Dia meyakini pemilu legislatif tetap mengacu pada suara terbanyak atau proporsional terbuka. Sebab, semua parpol diklaim menginginkan hal itu.
”Kalau dengan sistem proporsional tertutup, kira-kira siapa saja yang mau jadi caleg? Orang-orang gak mau mencaleg karena yang dipilih nanti adalah kewenangan partainya, bukan masyarakat yang menentukan wakilnya. Jika kekuasaan terlalu tinggi di partai, caleg tidak semangat. Sudah susah-susah berkorban segala sesuatunya, tapi ternyata bukan dia yang duduk. Tidak ada kepastian bagi caleg jika sistem tertutup,” kata Hari.
Hari berharap Mahkamah Konstitusi menolak gugatan sekelompok orang tersebut, sehingga KPU bisa melaksanakan dengan sistem proporsional terbuka. ”Kami berdoa semoga hakim-hakim yang mengadili perkara di MK menolak gugatan itu, sehingga pileg tetap pada posisi proporsional terbuka,” katanya.

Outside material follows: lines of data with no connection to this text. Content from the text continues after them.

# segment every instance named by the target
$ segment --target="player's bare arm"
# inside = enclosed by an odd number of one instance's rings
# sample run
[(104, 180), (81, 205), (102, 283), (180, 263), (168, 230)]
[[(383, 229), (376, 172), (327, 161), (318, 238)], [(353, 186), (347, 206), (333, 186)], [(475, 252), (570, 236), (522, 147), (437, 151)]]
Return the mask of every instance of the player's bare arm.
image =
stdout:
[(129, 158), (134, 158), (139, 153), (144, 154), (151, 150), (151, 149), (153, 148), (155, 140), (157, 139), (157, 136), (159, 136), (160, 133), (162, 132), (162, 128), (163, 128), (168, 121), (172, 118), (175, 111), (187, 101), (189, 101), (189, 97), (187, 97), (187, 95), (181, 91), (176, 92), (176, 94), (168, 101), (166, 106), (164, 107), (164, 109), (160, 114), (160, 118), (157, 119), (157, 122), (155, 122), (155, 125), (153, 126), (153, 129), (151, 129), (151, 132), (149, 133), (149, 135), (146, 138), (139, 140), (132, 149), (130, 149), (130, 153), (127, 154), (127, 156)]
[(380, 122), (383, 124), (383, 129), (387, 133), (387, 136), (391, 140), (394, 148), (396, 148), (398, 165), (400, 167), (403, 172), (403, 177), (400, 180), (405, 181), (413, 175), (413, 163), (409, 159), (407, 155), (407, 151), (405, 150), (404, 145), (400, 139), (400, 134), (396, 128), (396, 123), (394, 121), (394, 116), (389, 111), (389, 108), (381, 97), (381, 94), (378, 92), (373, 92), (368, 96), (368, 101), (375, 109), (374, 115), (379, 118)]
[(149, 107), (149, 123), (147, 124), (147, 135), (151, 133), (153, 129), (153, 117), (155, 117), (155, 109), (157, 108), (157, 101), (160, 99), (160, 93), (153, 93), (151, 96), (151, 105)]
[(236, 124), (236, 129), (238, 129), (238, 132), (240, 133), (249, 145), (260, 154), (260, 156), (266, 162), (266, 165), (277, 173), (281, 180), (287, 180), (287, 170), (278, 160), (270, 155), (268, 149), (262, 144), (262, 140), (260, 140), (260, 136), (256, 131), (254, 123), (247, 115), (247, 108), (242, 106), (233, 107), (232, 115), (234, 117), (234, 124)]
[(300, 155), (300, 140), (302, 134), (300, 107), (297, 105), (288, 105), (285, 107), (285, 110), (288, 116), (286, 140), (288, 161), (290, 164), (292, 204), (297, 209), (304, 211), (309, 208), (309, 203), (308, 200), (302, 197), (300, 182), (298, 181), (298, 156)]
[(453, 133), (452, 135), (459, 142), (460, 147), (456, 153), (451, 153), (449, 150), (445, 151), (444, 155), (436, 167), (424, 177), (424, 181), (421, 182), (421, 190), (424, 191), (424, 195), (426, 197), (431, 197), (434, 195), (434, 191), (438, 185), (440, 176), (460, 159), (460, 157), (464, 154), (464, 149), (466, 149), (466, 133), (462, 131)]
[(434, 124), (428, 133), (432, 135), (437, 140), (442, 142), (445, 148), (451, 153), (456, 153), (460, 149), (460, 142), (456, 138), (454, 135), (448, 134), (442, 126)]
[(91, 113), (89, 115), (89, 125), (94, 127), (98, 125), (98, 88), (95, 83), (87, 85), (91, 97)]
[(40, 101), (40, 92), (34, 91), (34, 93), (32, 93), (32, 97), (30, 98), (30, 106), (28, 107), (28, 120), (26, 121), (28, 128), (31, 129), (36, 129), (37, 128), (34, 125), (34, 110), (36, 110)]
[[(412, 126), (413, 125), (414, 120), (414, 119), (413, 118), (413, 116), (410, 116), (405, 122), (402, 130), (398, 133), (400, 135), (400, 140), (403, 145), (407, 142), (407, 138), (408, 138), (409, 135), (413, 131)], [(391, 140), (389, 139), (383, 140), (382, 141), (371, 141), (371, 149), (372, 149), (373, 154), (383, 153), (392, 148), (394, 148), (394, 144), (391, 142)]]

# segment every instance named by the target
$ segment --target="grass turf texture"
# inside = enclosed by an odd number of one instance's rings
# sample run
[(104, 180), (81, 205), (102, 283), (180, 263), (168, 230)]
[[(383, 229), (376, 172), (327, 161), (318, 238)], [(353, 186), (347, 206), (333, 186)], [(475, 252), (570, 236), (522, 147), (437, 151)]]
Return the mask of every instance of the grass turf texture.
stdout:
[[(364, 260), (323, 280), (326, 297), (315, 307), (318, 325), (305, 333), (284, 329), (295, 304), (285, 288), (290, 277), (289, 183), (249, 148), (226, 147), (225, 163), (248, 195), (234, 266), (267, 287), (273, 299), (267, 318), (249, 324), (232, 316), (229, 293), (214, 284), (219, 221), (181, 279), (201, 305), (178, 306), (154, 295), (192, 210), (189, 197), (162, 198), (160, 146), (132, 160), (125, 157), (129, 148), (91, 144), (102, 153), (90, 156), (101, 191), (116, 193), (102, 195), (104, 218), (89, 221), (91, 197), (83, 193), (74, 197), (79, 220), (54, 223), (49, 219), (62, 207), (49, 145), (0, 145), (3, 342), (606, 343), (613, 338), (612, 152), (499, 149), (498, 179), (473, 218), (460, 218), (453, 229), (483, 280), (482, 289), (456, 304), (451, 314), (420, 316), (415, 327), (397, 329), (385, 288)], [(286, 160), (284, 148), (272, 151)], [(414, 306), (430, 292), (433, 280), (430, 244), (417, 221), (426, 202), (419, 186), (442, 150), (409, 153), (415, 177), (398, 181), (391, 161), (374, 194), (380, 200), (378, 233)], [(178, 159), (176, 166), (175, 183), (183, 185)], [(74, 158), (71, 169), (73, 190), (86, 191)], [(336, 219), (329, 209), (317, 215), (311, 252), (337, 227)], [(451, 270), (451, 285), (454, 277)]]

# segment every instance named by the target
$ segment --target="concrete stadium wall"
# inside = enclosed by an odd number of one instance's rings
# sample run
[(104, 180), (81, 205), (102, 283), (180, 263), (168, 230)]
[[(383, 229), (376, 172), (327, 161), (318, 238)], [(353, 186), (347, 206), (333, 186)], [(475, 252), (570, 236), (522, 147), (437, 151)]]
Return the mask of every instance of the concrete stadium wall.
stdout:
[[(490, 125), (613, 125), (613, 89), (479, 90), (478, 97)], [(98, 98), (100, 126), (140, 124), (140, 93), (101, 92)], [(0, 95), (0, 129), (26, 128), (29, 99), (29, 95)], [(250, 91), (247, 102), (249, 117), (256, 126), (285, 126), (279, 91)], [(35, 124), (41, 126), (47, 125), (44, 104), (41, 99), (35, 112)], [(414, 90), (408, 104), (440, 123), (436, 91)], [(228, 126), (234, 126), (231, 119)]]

Kader Partai NasDem di DPRD Kotim Syahbana mengatakan, dengan sistem proporsional tertutup, membuat masyarakat tidak memiliki otoritas dan kedekatan siapa yang akan dipilih dan duduk menjadi wakilnya. Hal itu juga akan merugikan partai politik, karena banyak orang enggan bertarung menjadi caleg. Caleg berkualitas bisa tampil dengan filter langsung dari rakyat.
”Beda ceritanya kalau suara terbanyak, maka itu akan membuat semuanya semangat dan persaingan yang maksimal untuk bisa meraih simpati dan mendapatkan suara masyarakat saat konstelasi,” ujar Syahbana.